BIG DATA
RIKEN integrates oscillators into qubit-readout methods
An oscillator once used to build early computers could become a core part of quantum supercomputers
At the dawn of the era of solid-state electronics, a variety of promising technologies were competing to supplant the then-ubiquitous vacuum tube. The transistor quickly proved to be the fastest and most practical of these technologies. Yet as demonstrated by Zhirong Lin and Tsuyoshi Yamamoto from the RIKEN Center for Emergent Matter Science and their colleagues, one of the abandoned solid-state technologies, the parametric phase-locked oscillator (PPLO), could enjoy a revival as a core component of quantum supercomputers.
The PPLO, a technology used since the early development of digital computers more than half a century ago, is based on a simple resonant circuit consisting of two active components, typically an inductor and a capacitor. When the strength of one of these components was tuned very rapidly, the PPLO would begin to oscillate in a way that allowed digital information to be encoded in two stable oscillation states. PPLOs were used in some early Japanese computers, but the transistor eventually won out due its superior speed.
The ability of PPLOs to detect binary signals and store digital information in the form of two distinct phases of oscillation makes them particularly suitable for reading the state of a quantum bit, or ‘qubit’—the core element of a quantum computer. The power of a qubit is its ability to be in two or more states at once, which potentially allows for the execution of parallel computations at enormous speed. However, qubits are also notoriously fragile, and even reading a qubit’s state incorrectly can corrupt the information it contains.
Lin, Yamamoto and their colleagues integrated a PPLO circuit into the measurement scheme for a superconducting qubit using a superconducting waveguide and a superconducting quantum interference device (SQUID) termination. The capacitance of the waveguide, combined with the inductance of the SQUID, created the resonant conditions necessary for the PPLO to function.

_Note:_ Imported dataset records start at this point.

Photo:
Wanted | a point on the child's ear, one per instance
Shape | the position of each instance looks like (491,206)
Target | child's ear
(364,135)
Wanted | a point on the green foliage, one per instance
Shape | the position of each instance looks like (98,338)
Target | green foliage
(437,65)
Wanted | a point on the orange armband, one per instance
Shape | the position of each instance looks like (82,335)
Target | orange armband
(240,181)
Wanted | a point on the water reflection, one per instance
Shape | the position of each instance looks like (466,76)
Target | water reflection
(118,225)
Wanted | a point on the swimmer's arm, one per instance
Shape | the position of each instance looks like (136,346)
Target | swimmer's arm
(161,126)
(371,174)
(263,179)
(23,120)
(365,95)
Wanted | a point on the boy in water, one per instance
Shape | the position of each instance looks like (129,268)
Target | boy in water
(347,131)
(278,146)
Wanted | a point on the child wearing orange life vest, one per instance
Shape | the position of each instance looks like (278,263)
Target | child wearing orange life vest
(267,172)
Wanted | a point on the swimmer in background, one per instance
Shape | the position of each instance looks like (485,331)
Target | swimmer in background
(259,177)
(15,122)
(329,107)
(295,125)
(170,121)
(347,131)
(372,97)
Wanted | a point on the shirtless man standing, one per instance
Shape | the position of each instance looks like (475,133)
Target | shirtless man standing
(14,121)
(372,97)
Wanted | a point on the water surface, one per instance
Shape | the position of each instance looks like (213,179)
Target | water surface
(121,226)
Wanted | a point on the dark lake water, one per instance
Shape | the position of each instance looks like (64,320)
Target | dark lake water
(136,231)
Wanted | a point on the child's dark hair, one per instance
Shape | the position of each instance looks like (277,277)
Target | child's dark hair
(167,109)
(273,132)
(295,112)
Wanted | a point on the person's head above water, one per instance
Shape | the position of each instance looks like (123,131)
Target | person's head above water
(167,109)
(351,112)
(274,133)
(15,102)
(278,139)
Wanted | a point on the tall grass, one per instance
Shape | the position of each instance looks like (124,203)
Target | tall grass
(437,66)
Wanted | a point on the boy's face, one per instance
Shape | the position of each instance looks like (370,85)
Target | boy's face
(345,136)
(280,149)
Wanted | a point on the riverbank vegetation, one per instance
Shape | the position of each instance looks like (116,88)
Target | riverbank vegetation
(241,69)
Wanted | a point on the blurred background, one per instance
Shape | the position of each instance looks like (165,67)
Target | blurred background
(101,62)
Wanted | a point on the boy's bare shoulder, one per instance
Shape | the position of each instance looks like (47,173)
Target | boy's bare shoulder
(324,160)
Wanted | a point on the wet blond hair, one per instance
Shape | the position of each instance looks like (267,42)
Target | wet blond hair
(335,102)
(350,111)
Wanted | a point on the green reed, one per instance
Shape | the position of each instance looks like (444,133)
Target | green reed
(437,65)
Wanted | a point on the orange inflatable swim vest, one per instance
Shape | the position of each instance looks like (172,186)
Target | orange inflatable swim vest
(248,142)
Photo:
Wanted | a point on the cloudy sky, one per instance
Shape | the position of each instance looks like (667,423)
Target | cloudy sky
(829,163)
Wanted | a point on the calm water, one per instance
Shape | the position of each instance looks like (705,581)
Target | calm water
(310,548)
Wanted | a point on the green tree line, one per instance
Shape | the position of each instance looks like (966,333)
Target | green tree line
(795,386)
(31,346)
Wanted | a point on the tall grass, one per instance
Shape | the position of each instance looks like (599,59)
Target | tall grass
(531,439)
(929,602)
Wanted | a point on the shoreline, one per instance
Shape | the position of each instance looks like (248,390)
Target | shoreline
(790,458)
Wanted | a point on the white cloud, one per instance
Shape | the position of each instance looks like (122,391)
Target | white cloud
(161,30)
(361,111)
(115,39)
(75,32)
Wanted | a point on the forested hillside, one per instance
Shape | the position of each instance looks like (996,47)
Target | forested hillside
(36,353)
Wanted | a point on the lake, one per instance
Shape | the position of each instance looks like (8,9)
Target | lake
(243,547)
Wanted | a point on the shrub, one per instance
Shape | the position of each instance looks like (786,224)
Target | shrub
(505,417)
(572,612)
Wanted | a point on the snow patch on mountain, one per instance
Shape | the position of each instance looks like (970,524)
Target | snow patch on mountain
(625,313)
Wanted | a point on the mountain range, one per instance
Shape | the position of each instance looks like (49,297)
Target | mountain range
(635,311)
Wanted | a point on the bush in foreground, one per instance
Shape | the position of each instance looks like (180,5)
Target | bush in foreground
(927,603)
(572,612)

Using their PPLO circuit, the researchers were able to accurately measure the state of a qubit without destroying it. The information readout could then persist in the PPLO even if the qubit underwent a transition to a different state. The PPLO approach also proved to be significantly faster than other qubit reading schemes.
“This result opens a new field of research for PPLOs,” says Lin, “and the new readout technique is a valuable addition to existing qubit-readout methods.” With further development, PPLO technology could be applied to practical quantum error-correction protocols, which are considered essential for useful, large-scale quantum computers.